2話 影の英雄グレン

 私は必死に祖父グレンのことを思い出しました。


 それは数々の伝説と、そして影の英雄の妻であった私の祖母から聞かされた身内視点の話でした。


 影の英雄グレンは、三英雄と呼ばれるアルスル陛下、シナツ様、エリザベート様より二十歳ほど年上だったそうです。

『人類の脅威』を倒す旅に出る前には『冒険者』という、今で言う住所不定フリーターみたいな職業に就いていたそうでした。


 生きていれば五十五歳になる祖父は、生前、数々の伝説を打ち立てた『斥候レンジャー』でした。


 三英雄に旅や戦いの基礎を教え込んだ他に、その高い索敵技術でいち早く『人類の脅威』の陰謀を暴いたり、最後の戦いとなった『人類の脅威』戦では、まだ幼かったシナツ様をかばって傷を受け、死んでしまったそうなのです。


 祖母から聞く祖父は、無口でぶっきらぼうなおじさんでした。


 母が十二歳のころ、祖父は『人類の脅威』討伐の旅に出たそうです。


 だからそれまでの話ということになりますが、祖父は収入も安定せず、そのくせ煙管たばこをよく吸い、脱いだものは脱ぎ散らかしっぱなし、食べたものは片付けもしないという、すごくよく聞く『昔の男』だったそうです。


 まあ死んでしまった人の生活態度とかはどうでもいいのです。


 大事なのは、祖父が無口でぶっきらぼう……言葉少なく、しゃべったとしても『これだけでわからないならこれ以上は説明しない』というようなキャラクターだったことです。


 だって、これから祖父のフリをするのに、おしゃべりだったら、ボロが出やすくて困ります。


 私はアルスル陛下やシナツ様、エリザベート聖下に期待に満ちたまなざしで見つめられ、『実は転生してなくって、私は私のままです』とは言えないでいました。


 莫大な予算と時間をつぎ込んでいるから失敗したらどうしようかと思ったよ、なんて言われて、正直に『あなたたちは失敗しました』と言えるほど、私の心は強くありません。


 そうなのでした。
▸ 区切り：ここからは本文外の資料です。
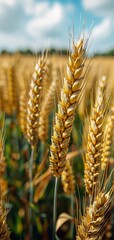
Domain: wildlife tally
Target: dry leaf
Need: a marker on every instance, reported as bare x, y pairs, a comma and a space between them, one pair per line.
63, 218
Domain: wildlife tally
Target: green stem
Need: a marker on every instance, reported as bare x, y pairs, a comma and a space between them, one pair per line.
31, 189
55, 208
72, 214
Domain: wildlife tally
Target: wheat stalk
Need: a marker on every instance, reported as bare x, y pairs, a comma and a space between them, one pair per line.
108, 133
95, 139
34, 103
96, 217
4, 231
23, 111
66, 109
46, 109
67, 178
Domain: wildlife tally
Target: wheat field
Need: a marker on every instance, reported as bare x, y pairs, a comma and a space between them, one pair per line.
56, 146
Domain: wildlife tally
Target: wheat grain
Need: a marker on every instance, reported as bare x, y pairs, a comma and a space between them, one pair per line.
34, 102
66, 109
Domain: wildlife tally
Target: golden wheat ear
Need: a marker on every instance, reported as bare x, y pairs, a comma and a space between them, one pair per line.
12, 89
108, 135
92, 164
47, 107
23, 111
34, 102
67, 179
96, 217
67, 105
この心の弱さに私は長いこと悩まされ続けています。


 頼まれると断れず、ついつい期待されたようにふるまおうとしてしまいます。

 なんていうか、逆らうのが面倒なのです。


 私は面倒なのが嫌いでした。

 十歳というと世間は『人生これから』みたいに言いますけど、私は死ねるなら苦しまず家族に納得してもらって変な手間を遺さない感じでさっさと死にたいと思っています。


 痛いのも苦しいのも死後にあれこれ言われるのも想像しただけで面倒な気持ちになりますので、死地に向かったり自殺を試みたりはしません(そもそも私は人生に絶望しているのではなく、生きていくのがただ面倒なだけなのです)。


 だからこそ、今回の『祖父の魂を体に降ろす』というのはいい話だなと思ったのです。


 祖父が私の体で活動をするなら、当然、私の魂は死にます。


 とても都合がよかったのでした。


『けなげにも世界のためのその身命をなげうった少女』ということで、家には少なくない保障金も入ったようで、病気の妹の治療もすでにしてもらっているのです。


 今さら『あ、やっぱ転生しませんでした』って戻れる?

 無理でしょ。


 私は『ぶっきらぼうで無口な昔の男』をいっしょうけんめい想像しました。


 そして言いました。


「……おう。手間ぁかけさせたみてぇだな。俺、グレンは今、現世に舞い戻りやがったぜ」


 ニヒルに笑いました。

 もともと無表情気味(表情を変えるのも面倒くさい)な私の頬は、ピクピクと引きつりました。